Los datos de la investigación señalan que Camboya Xinwei acordó pedir 466 millones de dólares en productos al Grupo Xinwei, que usó la orden como garantía para obtener un préstamo de 466 millones del Banco de Desarrollo de China, y que luego Camboya Xinwei usó esos fondos para financiar su pedido al Grupo Xinwei, mecanismo que la compañía habría usado para expandir sus operaciones a Ucrania, Rusia, Tanzania, Nicaragua y otros.

Con los recursos –y la fama- adquirida, Wang se embarcó en otros megaproyectos internacionales, que nunca llegaron a materializarse, como el canal por Nicaragua. Entre ellos, Beijing Skyrizon Aviation, empresa que fue sancionada por Estados Unidos, por intentar adquirir una empresa ucraniana de motores de aviación, así como la construcción de un puerto de aguas profundas en Crimea.

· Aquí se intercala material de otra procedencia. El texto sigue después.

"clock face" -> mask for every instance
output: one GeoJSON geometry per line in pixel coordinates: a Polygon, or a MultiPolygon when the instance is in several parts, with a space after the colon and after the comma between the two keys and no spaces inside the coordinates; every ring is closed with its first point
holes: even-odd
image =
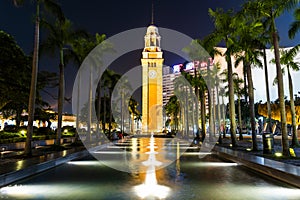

También se menciona la adquisición de una compañía de satélites israelí; la participación en la seguridad en el extranjero, y hasta la creación de una “red de información aérea y espacial”, que contaría con más de treinta satélites, para formar un sistema de comunicación global. “Estos proyectos… entusiasmaron a los medios e inversores, y ayudaron a la empresa a obtener nuevos préstamos para pagar la deuda anterior”, concluye el artículo.